The political galfight between House GOP Representatives Elise Stefanik and Liz Cheney so often gets covered trivially, as if it’s about which woman is standing by the all-powerful man, disgraced former president Donald Trump.

But it’s bigger than that: It’s about whether Republicans have room in their leadership ranks for someone who is tethered to reality and ready to stand up for free and fair American elections, in which we vote fairly, count the votes accurately, certify them legally—and the losers and winners alike acknowledge the results. Cheney, like her or not on other policy grounds, is that person, and whoever Stefanik used to be, she is not that person anymore.

During this strange leadership battle, pundits also toss around the word “courage,” in terms of whether anybody has the “courage” to stand up to Trump. But that implies that they want to challenge him, that they differ with the orange menace in substantive ways, have a different vision of the party, but just can’t summon up the stones to take a stand. Former GOP speechwriter Peggy Noonan trashed Cheney’s former allies as a “House of Cowards” who are “jumpy and scared.” I think that gives them too much credit.

Ousting Cheney proves that Republicans are committed to trying to win elections by any means necessary—even by inciting violence, as Trump did on January 6. They don’t stand for anything but that. It’s a very scary moment.

Cheney said it herself in a fiery speech to an empty House chamber on the eve of the formal vote Wednesday morning.
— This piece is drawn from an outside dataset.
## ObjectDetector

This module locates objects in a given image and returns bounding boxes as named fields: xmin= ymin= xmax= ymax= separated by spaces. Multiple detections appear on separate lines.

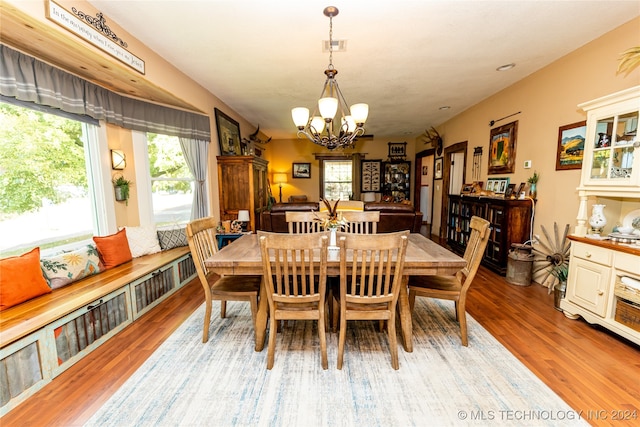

She denounced Trump for provoking “a violent attack” on the Capitol “in an effort to steal the election,” and said he is continuing to peddle the lie.

“Remaining silent and ignoring the lie emboldens the liar,” Cheney said. “I will not participate in that. I will not sit back and watch in silence while others lead our party down a path that abandons the rule of law and joins the former president’s crusade to undermine our democracy.” As expected, she was quickly bounced from her leadership role on a voice vote, so that members didn’t have to publicly declare their choice.

Stefanik immediately declared her candidacy for Cheney’s role, and so far she’s expected to get it, though the ultra-right Freedom Caucus has begun making noise about opposing her. QAnon Representative Marjorie Taylor Greene tweeted, “I want a break before we vote on a replacement. Options are good and so are conservative votes.”

Let’s be direct: Policy doesn’t matter (much) here. If it did, Cheney would be seen as the loyal Trumper, voting with the former guy more frequently than Stefanik. The upstate New York congresswoman didn’t even support Trump’s signature tax plan, since she believed it hurt high-tax states like her own, and many of her wealthy donors. If former RNC chair Reince Priebus’s infamous “autopsy” after Mitt Romney’s 2012 loss had a poster woman (perhaps an unfortunate image), she’d have been Stefanik. (My colleague John Nichols has more on Stefanik’s shape-shifting rise through the ranks here.)

In her book on millennial politicians, Time’s Charlotte Alter profiled Stefanik, elected in 2014, as someone trying to moderate her party to bring back women and younger folks, striking less ideological notes on climate change and immigration. She was the 19th most “bipartisan” Congress member in an index compiled by Georgetown University’s Lugar Center during her second term. The American Conservative Union and Heritage Action have both ranked Cheney more conservative than Stefanik, Alter writes.

The Glen Falls congresswoman, a John Kasich admirer, was no Trump booster in 2015 and 2016, either; saying after the hideous Access Hollywood tape surfaced that his “inappropriate, offensive comments are just wrong.” But Trump won her district, and when the first impeachment trial came around, Stefanik’s role on the House Intelligence Committee turned her into an impressive, telegenic Trump booster, and raised her money and national support in return.

As Trump’s baseless election complaints took over the GOP, Stefanik joined 126 GOP House members to ask the Supreme Court to reject election results in Pennsylvania, Michigan, Georgia, and Wisconsin. After the Capitol siege, she “moderated” her stance, only voting to reject the Pennsylvania results. She supports the surreal and baseless Maricopa County audit in Arizona, and her rhetoric has given aid and comfort to Republican legislators limiting voter access in Florida, Texas, Georgia, and other states.

The focus on Cheney and Stefanik as female GOP leaders (and Republicans don’t have many of them, it’s true), and the obsession with Trump as bullying leader, is obscuring the real story. Republicans aren’t pushing policy; they’re looking for ways to limit who votes, all over the country. That’s what Stefanik is really standing up for—not so much for Trump.

“The ‘big lie’ is the Republican Party right now,” the former Republican National Committee chair said on MSNBC Wednesday. He pledged to stay inside the party to “fix the stupid,” but I have to say to my old friend: It’s more than just “stupid,” and it can’t be fixed.